We were about ready to leave, and then someone contacted us about buying our Sailrite sewing machine. They would be coming up from Auckland in a few weeks, but found an intermediary to hold it for them, so we went to shore to drop it off. We were telling the nice lady about the little steering mishap that forced us to come back to order the new tube. It was one of those connecting-with-other-sailor moments, and it felt nice to chat. She then referred to this little nothing of a boating moment, really more of a facepalm situation that is annoying to fix but not hard, as a War Story. Moments like that we look at each other and realize, yes, we guess we really have been doing this a while. We have what we would call war stories, and this… did not really rate. Anyway, goodbye Sailrite, we had some great times together and we will meet again!

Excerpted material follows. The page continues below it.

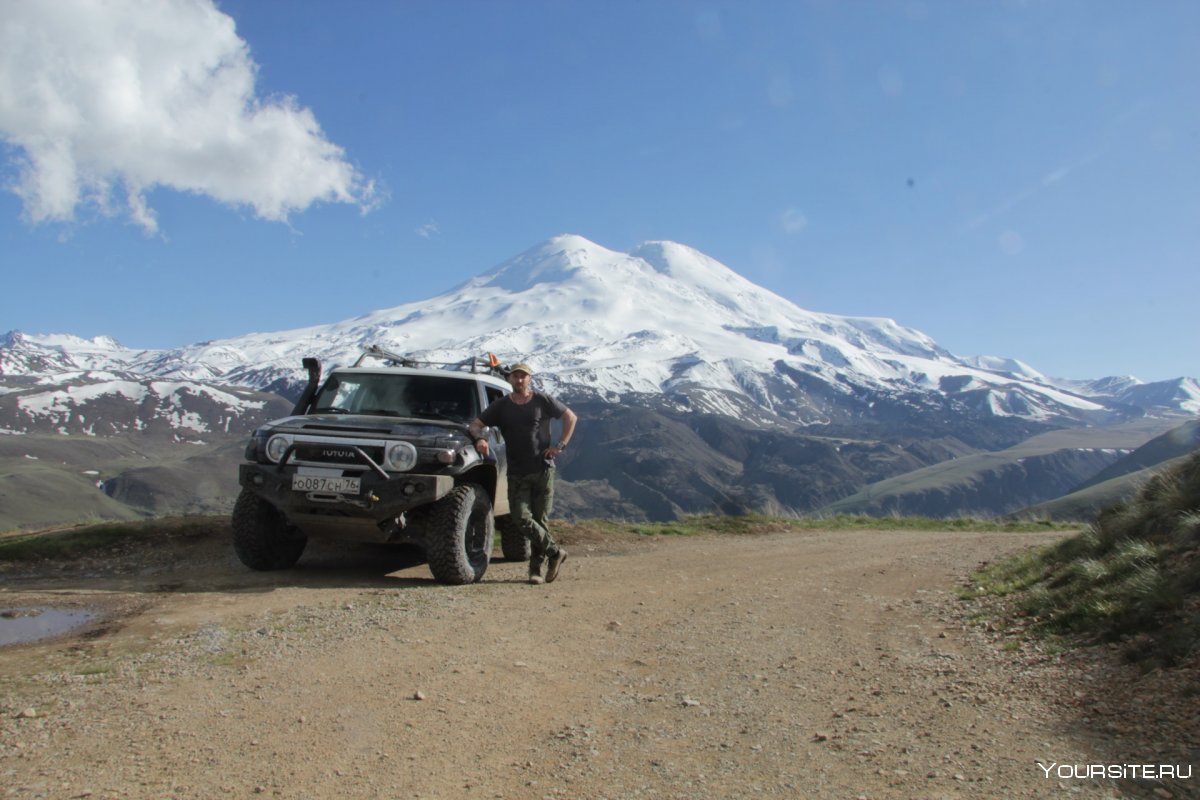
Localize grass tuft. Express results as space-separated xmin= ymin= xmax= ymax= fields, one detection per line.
xmin=968 ymin=448 xmax=1200 ymax=667
xmin=0 ymin=516 xmax=219 ymax=562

We were on shore anyway and the weather wasn’t quite right for our trip north yet, so we took another day trip in the car, this time to Russel. This meant riding the ferry!

Our first stop was Omata Estate winery, which has a lovely view. They were too busy to do a proper tasting, but they sold us a flight and sent us out to sit around a barrel. When it started to rain on us, we retreated to their otherwise-empty tasting room, and watched a bird pick grapes the size of his head off of their decorative trellis.

We made a second winery stop at Paroa Bay winery, which had a lovely view over the Bay of Islands. They also had some very good food, and better wines than Omata, though we didn’t think they quite justified the markup. Still, it was a very pretty place and well worth the visit.

Our last stop was a walk around downtown Russel, which once again had us hiding from a rain shower, this time at Hone’s Garden. Then we drove back towards the ferry. We took an unplanned swing by the “First New Zealand Capital” historic site, the highlight of which was some excellent welded sculpture on a fence along the way there.

Then back to the boat, to plan the next leg of our journey.